Message-Passing

Sean Kelly sean at invisibleduck.org
Thu Jan 26 12:07:18 PST 2012


On Jan 25, 2012, at 2:49 AM, Manu wrote:

> On 23 January 2012 02:00, Timon Gehr <timon.gehr at gmx.ch> wrote:
> Erlang *has* been used in multiple large projects and it is likely that you make use of some service that is powered by erlang on a daily basis. It is successful in its niche. Copying its message passing API is reasonable and safe: Its concurrency model is the main selling point of erlang.
> 
> http://programmers.stackexchange.com/questions/112417/real-world-applications-of-erlang
> 
> Oh come on.. It's niche, unfamiliar to most people, and we're talking about name and argument list clarity with respect to what would be instinctive to the most users, not 'model' or API design, that's obviously fine.

Personally, I expected receiveOnly to see infrequent use compared to receive.  At least in my own code, it's rare that I'd want a receive call to throw if there's any message in the queue other than the one I'm looking for.  So the naming scheme was a mistaken assumption of popular use.


> C# is awesome because it gets this right.
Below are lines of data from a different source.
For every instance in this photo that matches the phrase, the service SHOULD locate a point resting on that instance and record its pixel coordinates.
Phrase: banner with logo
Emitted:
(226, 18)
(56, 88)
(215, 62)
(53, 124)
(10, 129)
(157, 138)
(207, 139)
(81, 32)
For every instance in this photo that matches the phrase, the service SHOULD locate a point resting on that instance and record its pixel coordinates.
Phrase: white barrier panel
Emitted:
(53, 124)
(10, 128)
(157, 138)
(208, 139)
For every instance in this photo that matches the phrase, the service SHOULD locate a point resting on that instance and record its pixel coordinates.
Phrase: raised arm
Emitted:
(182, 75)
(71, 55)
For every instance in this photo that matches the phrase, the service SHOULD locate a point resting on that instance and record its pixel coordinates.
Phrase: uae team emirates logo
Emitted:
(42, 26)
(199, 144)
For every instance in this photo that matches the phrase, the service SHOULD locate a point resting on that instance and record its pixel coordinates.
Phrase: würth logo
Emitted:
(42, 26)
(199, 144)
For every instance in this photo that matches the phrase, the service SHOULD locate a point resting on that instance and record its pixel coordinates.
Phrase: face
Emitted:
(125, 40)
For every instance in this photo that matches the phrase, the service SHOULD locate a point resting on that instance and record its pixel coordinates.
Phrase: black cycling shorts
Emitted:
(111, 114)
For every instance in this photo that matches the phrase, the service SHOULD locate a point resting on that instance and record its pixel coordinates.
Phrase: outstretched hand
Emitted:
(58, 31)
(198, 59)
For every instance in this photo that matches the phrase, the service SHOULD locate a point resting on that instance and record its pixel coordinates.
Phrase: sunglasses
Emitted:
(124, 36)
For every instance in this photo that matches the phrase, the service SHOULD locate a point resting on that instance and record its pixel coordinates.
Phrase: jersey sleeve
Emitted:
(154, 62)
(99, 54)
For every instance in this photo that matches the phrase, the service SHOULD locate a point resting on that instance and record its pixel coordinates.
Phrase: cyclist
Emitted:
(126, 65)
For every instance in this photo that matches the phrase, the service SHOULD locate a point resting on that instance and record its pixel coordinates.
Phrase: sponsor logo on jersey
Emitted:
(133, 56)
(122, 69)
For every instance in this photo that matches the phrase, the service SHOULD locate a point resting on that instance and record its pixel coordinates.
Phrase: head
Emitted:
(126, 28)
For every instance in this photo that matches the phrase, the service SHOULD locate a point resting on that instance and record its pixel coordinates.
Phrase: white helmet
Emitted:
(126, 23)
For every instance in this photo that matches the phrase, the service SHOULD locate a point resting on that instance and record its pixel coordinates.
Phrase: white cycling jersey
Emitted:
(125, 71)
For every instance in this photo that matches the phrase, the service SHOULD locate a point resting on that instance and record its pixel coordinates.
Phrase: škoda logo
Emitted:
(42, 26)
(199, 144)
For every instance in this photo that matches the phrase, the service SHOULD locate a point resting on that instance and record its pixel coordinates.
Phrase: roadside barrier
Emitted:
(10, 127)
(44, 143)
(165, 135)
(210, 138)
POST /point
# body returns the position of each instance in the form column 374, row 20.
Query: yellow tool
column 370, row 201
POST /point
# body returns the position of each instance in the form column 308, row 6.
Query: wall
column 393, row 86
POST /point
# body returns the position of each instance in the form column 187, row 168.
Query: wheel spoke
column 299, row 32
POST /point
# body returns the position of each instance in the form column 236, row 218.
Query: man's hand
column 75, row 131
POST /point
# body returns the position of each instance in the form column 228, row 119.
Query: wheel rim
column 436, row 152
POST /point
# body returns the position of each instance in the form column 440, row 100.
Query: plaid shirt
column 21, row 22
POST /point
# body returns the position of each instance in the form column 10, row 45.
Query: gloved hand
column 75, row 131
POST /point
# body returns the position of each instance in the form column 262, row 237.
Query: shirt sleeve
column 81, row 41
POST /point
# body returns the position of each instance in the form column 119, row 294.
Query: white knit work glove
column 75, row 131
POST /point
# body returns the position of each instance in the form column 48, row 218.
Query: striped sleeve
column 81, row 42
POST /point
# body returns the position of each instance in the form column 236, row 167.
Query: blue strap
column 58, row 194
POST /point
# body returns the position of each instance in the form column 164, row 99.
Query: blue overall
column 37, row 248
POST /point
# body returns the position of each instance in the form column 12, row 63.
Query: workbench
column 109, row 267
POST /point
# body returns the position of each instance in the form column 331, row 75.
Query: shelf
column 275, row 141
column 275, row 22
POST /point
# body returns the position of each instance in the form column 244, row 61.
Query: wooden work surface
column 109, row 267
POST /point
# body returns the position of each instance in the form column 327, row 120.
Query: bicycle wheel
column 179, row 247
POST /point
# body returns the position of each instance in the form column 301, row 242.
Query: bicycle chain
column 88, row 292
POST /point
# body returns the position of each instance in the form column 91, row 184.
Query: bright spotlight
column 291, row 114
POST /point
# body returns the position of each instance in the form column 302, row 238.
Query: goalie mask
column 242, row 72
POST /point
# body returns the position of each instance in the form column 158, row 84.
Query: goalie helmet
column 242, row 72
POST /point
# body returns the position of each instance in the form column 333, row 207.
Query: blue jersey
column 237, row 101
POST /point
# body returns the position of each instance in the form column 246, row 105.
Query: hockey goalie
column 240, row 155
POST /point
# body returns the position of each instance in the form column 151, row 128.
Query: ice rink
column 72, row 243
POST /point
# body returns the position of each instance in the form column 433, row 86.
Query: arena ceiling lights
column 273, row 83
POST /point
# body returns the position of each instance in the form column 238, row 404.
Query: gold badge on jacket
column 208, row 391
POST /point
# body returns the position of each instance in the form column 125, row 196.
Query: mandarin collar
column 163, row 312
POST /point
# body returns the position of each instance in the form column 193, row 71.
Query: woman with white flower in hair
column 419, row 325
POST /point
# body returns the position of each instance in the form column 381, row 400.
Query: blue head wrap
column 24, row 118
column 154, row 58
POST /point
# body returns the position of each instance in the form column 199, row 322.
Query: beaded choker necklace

I think that's its single
> greatest achievement, and can not be understated.
> 
> 
> I couldn't find any information about a C# API for the same functionality. Can you help me out?
> 
> I'm not referring to this API in particular, I'm referring to the fairly universal application of the principle within the C# libraries. Most people I've ever talked to agree that one of it's biggest selling points, and possibly even the key reason they use it; because it was so accessible and productive from the instant they tried it out.
> You shouldn't need to read anything. Pressing '.' in the IDE shows lists of classes/methods/etc, and common sense writes your code. This requires that the function names make perfect sense, and the argument lists are as you intuitively expect.
> 
> If I: send(tid, myThing);
> I expect to: myThing = receive!SomeThing();
> 
> How can you argue that it's not intuitive to receive what you sent?

We could overload receive even more so that if it has only one argument and that argument is not a callable type, it does receiveOnly.  That might be deceptive however.  What I like about "receiveOnly" is that the name itself suggests that anything other than the specified type is not expected, and so some measure will probably be taken.  receive!T says to me "look for a message of this type and block if it's not present."


> There's nothing in: send(tid, something); that suggests the expected compliment API should take a var-arg list of undefined things. It's not clear from receive()'s signature that it should receive delegates, it looks like it could receive anything. The delegate signature is un-knowable from the functions own signature, nor what the delegates are even supposed to do.

This is an artifact of templates.  I doubt C# has this issue because C# doesn't have templates.


> Also, the name 'receiveOnly' doesn't actually make sense unless you *already know* that receive() is effectively receiveMulti. If I was scrolling through the pop-up list of methods, I would not confidently predict what that does.

Matter of opinion I suppose.  See above.